ALCF AI-Testbed Documentation

This documentatiom provides guidance on using the ALCF AI-Testbed.

Please contact ai@alcf.anl.gov for questions or feedback.

Cerebras (CS-1)

CS-1 is a wafer-scale, deep learning accelerator. Processing, memory, and communication in CS-1 reside in the Cerebras Wafer-Scale Engine (WSE), a 462 square-cm silicon wafer with approximately 400,000 processor cores. Each core has 48 KB of dedicated SRAM memory (for a total of 18GB on-chip), and all cores are connected to one another over a high bandwidth, low latency, two-dimensional interconnect mesh. The software platform integrates popular machine learning frameworks like Tensorflow and PyTorch.

SambaNova

SambaNova systems aims to develop and accelerate AI applications at scale with a Reconfigurable Dataflow ArchitectureTM (RDA). At the core of this system is a Reconfigurable Dataflow UnitTM (RDU) which is a next-generation processor that provides dataflow processing and acceleration. The software stack, SambaFlowTM, extracts, optimizes and maps dataflow graphs to RDUs from standard machine learning frameworks such as PyTorch and Tensorflow.
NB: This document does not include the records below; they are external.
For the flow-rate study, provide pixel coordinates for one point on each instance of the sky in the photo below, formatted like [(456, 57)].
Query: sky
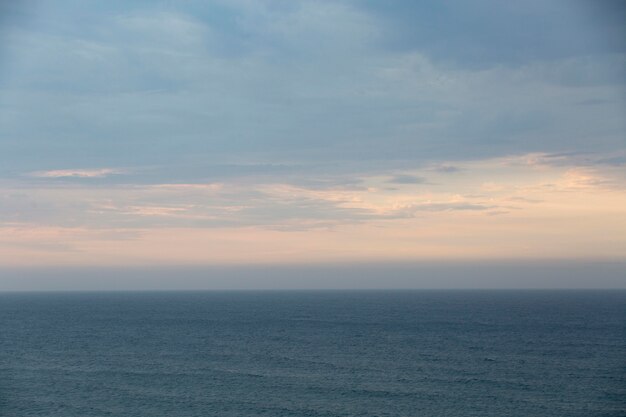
[(463, 144)]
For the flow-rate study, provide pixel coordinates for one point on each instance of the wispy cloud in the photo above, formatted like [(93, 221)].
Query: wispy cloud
[(77, 173)]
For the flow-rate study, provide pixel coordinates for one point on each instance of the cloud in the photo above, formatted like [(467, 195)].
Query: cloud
[(406, 179), (77, 173)]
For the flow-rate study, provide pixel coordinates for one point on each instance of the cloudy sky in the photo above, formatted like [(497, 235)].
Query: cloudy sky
[(224, 133)]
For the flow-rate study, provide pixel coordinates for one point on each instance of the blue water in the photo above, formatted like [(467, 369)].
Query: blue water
[(411, 353)]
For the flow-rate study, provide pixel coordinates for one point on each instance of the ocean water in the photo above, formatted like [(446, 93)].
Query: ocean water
[(335, 353)]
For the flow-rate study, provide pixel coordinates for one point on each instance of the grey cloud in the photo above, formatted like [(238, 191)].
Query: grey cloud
[(406, 179)]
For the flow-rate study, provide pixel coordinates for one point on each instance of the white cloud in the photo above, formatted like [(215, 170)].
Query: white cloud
[(77, 173)]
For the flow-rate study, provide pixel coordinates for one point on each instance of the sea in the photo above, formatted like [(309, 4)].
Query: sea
[(313, 353)]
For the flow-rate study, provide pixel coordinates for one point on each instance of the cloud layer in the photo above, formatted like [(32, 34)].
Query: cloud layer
[(266, 131)]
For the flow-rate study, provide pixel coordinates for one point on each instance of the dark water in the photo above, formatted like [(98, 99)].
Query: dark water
[(419, 353)]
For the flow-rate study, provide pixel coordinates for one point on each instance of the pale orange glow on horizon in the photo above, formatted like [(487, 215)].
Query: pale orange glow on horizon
[(495, 209)]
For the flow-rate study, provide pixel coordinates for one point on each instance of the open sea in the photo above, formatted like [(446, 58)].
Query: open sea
[(314, 353)]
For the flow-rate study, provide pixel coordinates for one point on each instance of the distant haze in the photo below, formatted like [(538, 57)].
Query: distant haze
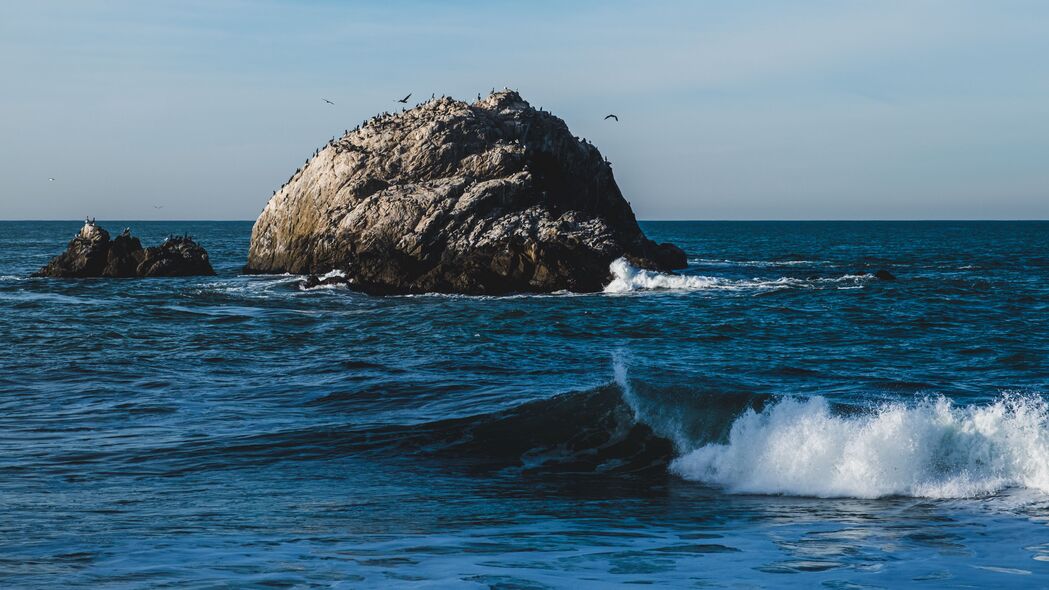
[(743, 110)]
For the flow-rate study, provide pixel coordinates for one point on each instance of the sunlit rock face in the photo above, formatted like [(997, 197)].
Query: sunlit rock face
[(489, 197)]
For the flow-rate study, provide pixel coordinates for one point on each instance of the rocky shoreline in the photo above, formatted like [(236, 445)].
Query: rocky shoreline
[(91, 253), (489, 197)]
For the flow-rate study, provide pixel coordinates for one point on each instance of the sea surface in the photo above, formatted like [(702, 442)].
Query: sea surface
[(773, 417)]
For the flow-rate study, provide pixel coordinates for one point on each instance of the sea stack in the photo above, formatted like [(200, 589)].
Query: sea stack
[(90, 253), (490, 197)]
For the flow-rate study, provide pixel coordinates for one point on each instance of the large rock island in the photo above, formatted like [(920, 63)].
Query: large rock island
[(489, 197), (91, 253)]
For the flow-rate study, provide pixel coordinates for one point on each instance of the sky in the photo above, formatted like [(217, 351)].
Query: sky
[(912, 109)]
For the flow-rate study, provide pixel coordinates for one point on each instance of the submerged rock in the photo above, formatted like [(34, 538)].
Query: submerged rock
[(92, 254), (489, 197)]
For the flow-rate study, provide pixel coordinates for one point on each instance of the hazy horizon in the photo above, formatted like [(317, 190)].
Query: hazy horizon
[(770, 111)]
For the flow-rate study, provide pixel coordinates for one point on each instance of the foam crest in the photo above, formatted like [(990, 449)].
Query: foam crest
[(628, 278), (929, 449)]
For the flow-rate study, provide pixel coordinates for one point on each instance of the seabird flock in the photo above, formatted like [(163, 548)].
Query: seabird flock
[(405, 101)]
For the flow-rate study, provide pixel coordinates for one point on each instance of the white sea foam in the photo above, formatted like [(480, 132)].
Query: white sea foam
[(628, 278), (726, 262), (933, 448)]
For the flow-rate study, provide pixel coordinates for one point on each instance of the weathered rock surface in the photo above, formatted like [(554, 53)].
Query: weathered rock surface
[(92, 254), (489, 197)]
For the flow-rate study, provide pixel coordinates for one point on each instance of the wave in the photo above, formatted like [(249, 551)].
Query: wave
[(760, 264), (628, 278), (739, 442), (934, 448)]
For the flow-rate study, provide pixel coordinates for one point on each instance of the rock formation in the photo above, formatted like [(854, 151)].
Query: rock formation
[(92, 254), (489, 197)]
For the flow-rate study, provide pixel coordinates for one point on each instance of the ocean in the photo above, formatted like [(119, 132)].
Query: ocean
[(772, 417)]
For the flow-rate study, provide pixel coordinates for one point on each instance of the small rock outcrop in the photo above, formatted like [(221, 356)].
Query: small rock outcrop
[(91, 253), (490, 197)]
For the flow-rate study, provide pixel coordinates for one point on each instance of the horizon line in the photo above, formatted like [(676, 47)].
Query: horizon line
[(763, 220)]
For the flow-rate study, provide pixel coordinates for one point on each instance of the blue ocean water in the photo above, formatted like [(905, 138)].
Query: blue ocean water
[(774, 417)]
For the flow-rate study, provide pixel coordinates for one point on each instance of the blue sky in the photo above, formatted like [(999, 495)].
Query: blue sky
[(728, 110)]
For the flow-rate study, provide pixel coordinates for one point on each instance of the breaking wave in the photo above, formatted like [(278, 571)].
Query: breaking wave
[(933, 448), (628, 278)]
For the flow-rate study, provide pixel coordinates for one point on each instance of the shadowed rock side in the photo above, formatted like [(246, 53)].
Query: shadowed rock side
[(92, 254), (489, 197)]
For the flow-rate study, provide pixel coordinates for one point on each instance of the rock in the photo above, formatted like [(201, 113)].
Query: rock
[(313, 281), (489, 197), (92, 254), (177, 256), (86, 255)]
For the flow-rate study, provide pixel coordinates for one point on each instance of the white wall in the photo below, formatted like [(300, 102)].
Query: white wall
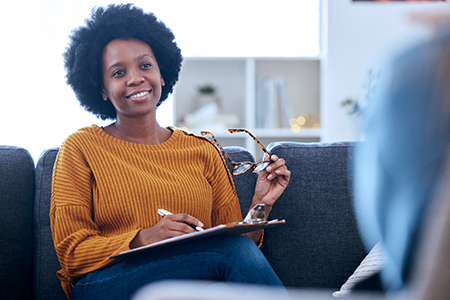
[(358, 37)]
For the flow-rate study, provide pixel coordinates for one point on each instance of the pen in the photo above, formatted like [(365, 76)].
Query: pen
[(164, 212)]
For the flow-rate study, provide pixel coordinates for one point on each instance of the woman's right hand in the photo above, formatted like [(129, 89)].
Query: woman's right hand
[(169, 226)]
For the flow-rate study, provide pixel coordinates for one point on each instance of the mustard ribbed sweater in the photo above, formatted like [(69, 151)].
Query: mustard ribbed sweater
[(105, 190)]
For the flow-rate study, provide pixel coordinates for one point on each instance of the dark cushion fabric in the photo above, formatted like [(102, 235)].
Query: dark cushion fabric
[(16, 238), (319, 246), (46, 283), (244, 183)]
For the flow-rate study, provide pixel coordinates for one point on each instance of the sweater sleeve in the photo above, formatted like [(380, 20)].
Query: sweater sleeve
[(79, 244)]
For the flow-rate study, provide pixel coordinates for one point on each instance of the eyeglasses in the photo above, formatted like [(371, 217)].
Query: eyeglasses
[(242, 167)]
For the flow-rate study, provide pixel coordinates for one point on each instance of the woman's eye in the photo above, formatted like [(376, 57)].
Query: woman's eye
[(118, 73)]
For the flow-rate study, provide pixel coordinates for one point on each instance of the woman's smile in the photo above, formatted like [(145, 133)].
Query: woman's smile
[(139, 96)]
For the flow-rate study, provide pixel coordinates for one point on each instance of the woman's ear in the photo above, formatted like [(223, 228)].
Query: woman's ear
[(104, 96)]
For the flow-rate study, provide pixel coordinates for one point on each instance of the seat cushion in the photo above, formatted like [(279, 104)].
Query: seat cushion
[(319, 246), (16, 214)]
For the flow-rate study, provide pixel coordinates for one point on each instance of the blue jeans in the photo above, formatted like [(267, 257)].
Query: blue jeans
[(229, 258)]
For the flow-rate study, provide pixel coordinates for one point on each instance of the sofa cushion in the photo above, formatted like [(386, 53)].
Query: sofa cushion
[(319, 246), (46, 283), (16, 238)]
SambaNova Systems DatascaleTM is a rack-level accelerated system that includes DataScale nodes with integrated networking. The system deployed at ALCF AI testbed is a half-rack RDA system consisting of two nodes, each with eight RDUs. The RDUs on a node are interconnected via a proprietary interconnect to enable both model parallelism as well as data parallelism. Each node consists two sockets with 128 cores and 1 TB of memory and are interconnected using an Infiniband-based fabric.

Graphcore

Colossus GC2 Intelligent Processing Unit (IPU) was designed to provide state-of-the-art performance for training and inference workloads. It consists of 1216 IPU-Tiles each with an independent core and tightly coupled memory. The Dell DSS8440, the first Graphcore IPUserver, features 8 dual-IPU C2 PCIe cards, all connected with IPU-Link™technology in an industry standard 4U server for AI training and inference workloads. The server has two sockets, each with twenty cores, and 768GB of memory.

Groq (Available in 2021)

Groq tensor streaming processor (TSP) provides a scalable and programmable processing core and memory building block to achieve 250 TFlops in FP16 and 1 PetaOp/s in INT8 performance. The Groq accelerators are PCIe gen4-based and multiple accelerators one a node can be interconnect via a proprietary chip-to-chip interconnect to enable larger models and data parallelism.